Thanks again Shaggy, for taking the time to reply. I need to look at how I might unintentionally play games with him, and also, to work harder at reading his emotions from external traits. I can honestly say re the hitting, I am so ashamed, and I agree there is no justification for that behaviour ever, no matter how angry a person is, and I don't think that it's different rules for women as if their like me, they could really do some damage, as I am not exactly the dainty little thing, who faints!

So glad I found this site, there's some really interesting stuff, like the 5 types of love, for example.

We are just in the process of booking couples therapy too, at the moment.


----------



## allshookup (Nov 9, 2011)

PBear said:


> No offense, but what are you doing to get help for your issues?
> 
> C
> _Posted via Mobile Device_


Hi PBear, for my personal issues, I have done a lot of psychotherapy, I attend self help groups, I have a counsellor, who does push me and challenge me, I have a private Psychiatrist who is helping sory out my medication, and I have a great family doctor too.
In addition, I am now trying to get back in touch with friends, make new ones, and get a life, as such, so have been doing Flyball with my one of our dogs and will be shortly joining a competitive team. I have also recently become involved in a creative community, which is looking positive and a good way to get out and about, and fulfill my need for social contact, as hubby doesn't have that, and is much more self contained, so the advice for partners of aspies, is to get out and about and have a social life separately.

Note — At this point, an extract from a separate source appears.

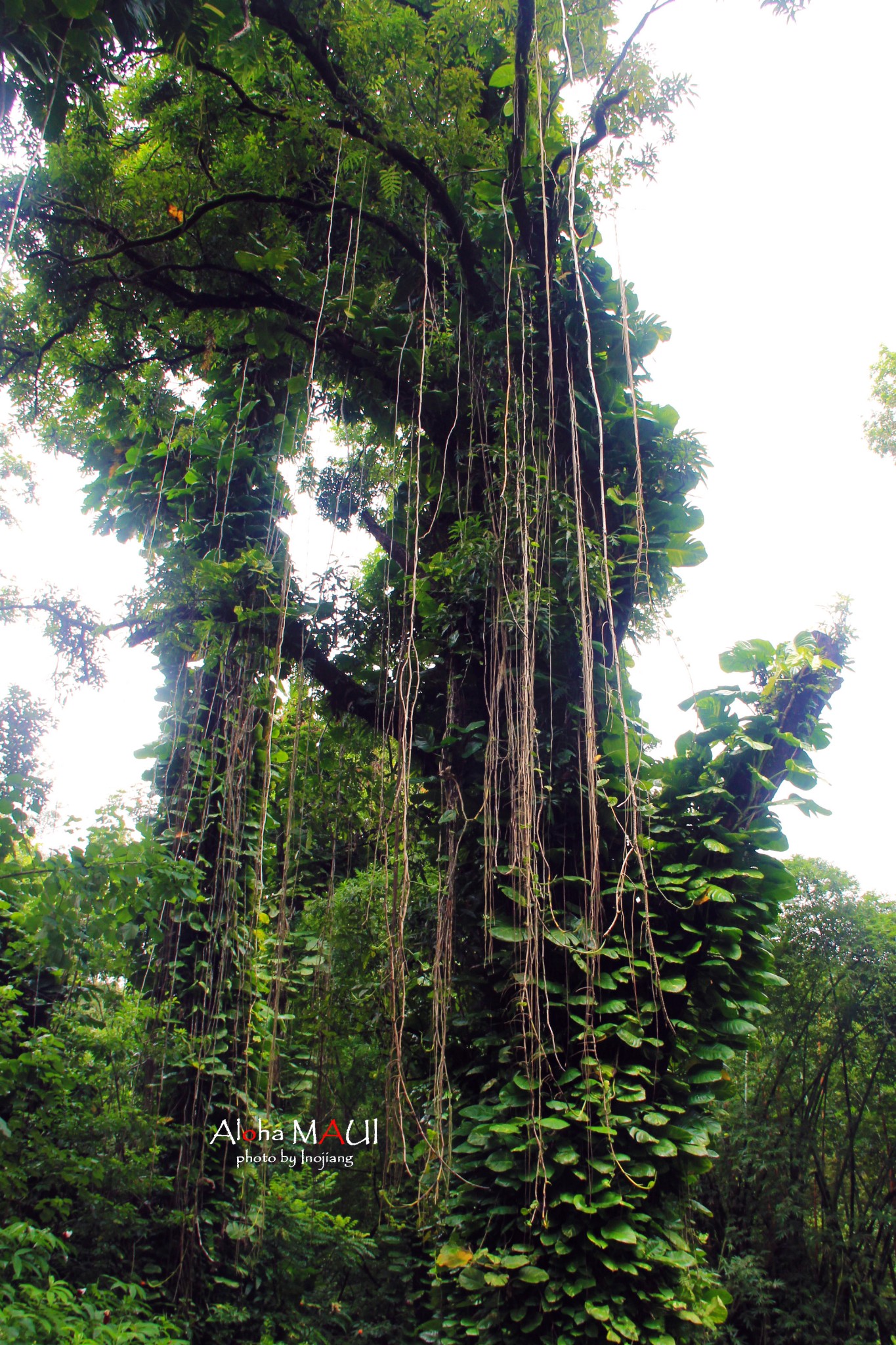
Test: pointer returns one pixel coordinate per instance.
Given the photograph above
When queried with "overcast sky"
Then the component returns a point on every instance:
(767, 244)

I am also trying to encourage my hubby to work on getting his life in check as he have admittedly fallen into a rut.

I am also trying to lose weight (not going well at all) but keep trying, for my health and also to be more appealing physically.

I now try to keep away from my family, but on friendly terms, as such. Because they aren't a great help and tend to be embroiled in their own dramas, so it makes sense to be a little apart from them.

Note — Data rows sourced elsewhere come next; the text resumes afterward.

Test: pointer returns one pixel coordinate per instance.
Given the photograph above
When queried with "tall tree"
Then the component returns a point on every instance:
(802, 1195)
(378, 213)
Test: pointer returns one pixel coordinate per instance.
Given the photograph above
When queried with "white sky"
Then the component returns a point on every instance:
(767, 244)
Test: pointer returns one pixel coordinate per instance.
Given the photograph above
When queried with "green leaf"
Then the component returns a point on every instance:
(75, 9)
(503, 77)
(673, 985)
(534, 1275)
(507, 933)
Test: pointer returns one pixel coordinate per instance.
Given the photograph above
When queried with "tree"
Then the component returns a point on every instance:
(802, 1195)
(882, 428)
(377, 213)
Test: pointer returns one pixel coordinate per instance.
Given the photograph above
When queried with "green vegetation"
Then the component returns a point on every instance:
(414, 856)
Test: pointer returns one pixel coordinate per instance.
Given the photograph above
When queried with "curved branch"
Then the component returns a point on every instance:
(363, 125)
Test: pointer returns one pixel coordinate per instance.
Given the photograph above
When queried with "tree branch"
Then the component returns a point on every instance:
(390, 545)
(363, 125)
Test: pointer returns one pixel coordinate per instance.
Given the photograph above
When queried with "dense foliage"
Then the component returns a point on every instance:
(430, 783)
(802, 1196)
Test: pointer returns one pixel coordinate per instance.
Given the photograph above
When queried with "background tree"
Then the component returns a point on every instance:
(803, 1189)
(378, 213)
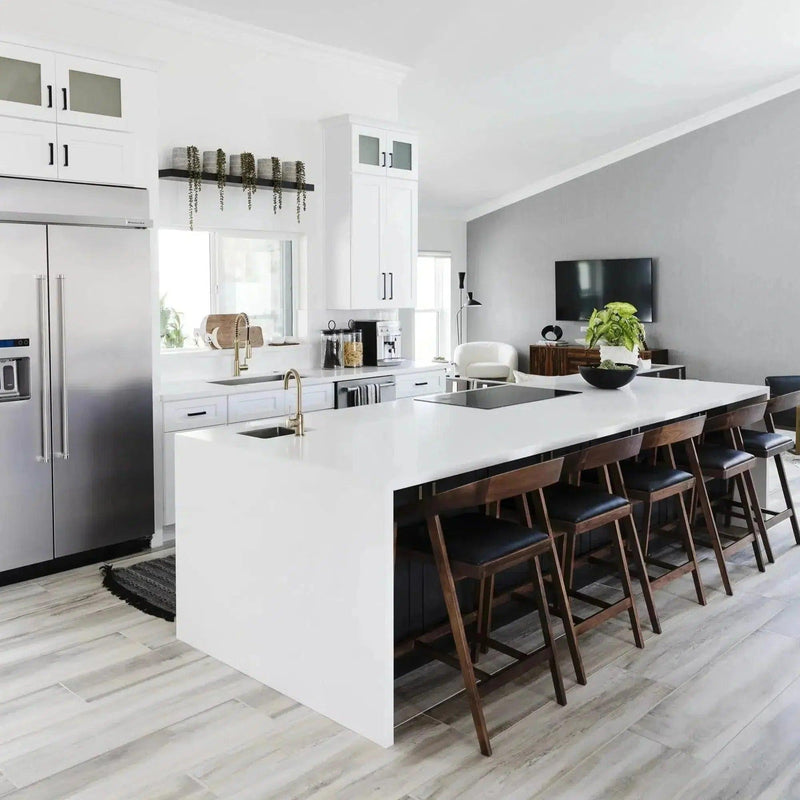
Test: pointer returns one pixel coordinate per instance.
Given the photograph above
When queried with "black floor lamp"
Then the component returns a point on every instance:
(471, 302)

I've also done a lot to take much more responsibilty for myself, and work on being more self reliant and not a victim.

I aim to get my own house in order, as if I am not happy in myself, I'll never be happy in the marriage, regardless of what we do.

Thanks.


----------



## allshookup (Nov 9, 2011)

anx said:


> Before this porn incedent how was your sex life? Was he desperately asking for sex that you weren't willing to satisfy? It is easy to be mad at men for sins like porn, but so often there are months of pleading for more sex before that.
> *No, I have always been the one with the high sex drive, and I have always been the 'initiator' for the most part. I accept that with the mental health, I have been hard to get close to, so that's probably a factor. In fact he just withdrew from me, ironically when I was getting much better and much happier. Then I went through a phase of trying to initiate sex and being pushed away, prior to our first falling out in April.*
> 
> This is a HUGE mistake. You cannot continue to harbor this stuff and not forgive and expect anything but what you have in front of you.
> ...


----------



## anx (Nov 30, 2010)

Some words of encouragement since my first post was hash. 

Giving and acting like a christian in a marriage where you are hurt, lied to, rejected, and resentful isn't easy. Giving up those feelings isn't easy. 

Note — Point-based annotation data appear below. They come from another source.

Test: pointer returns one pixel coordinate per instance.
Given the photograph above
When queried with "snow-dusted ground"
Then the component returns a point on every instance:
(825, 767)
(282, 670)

Being a good spouse is natural when you are happy and getting all you needs met. It's hard when you are building a relationship up from a rut or set of issues like you are facing. 

Work diligently at forgiveness, patience, and rebuilding love. 

My story is in my profile and I've been working hard for almost two years and separated twice. My wife is christian as well so I really have no other biblical options that give 100% to this nor would I want to give up since I love my wife. 

Your story has a lot of issues, but can be fixed and a loving marriage formed. That will take a lot of diligent, difficult work to give yourself up to a man who isn't a great husband right now and had hurt you. It only works if you both do that at the same time. 

Blessings


----------



## madteach (Nov 25, 2011)

Guys like porn. It doesn't make them bad people. I used to get so upset at my husband, until a friend told me, "Look, he's a guy... and guys like porn. So what?" Even though it sounds so simple, it changed my perspective completely, and we have never fought about it again. I have even paid for sites for him, and we have even watched them together sometimes.

And masterbating, well, seriously? You cannot get mad at a guy for masterbating. Women do it too.

My only concern would be the fact that he hasn't had sex with you. I would question that and ask why. I'm more concerned with his emotional distance. My husband is also extremely emotionally distant and unsupportive, and that is where our issues lie.


----------



## Trying2figureitout (Feb 3, 2011)

Men need to ejaculate 6 times per week to avoid medical issues like prostate cancer... watch Dr. Oz show.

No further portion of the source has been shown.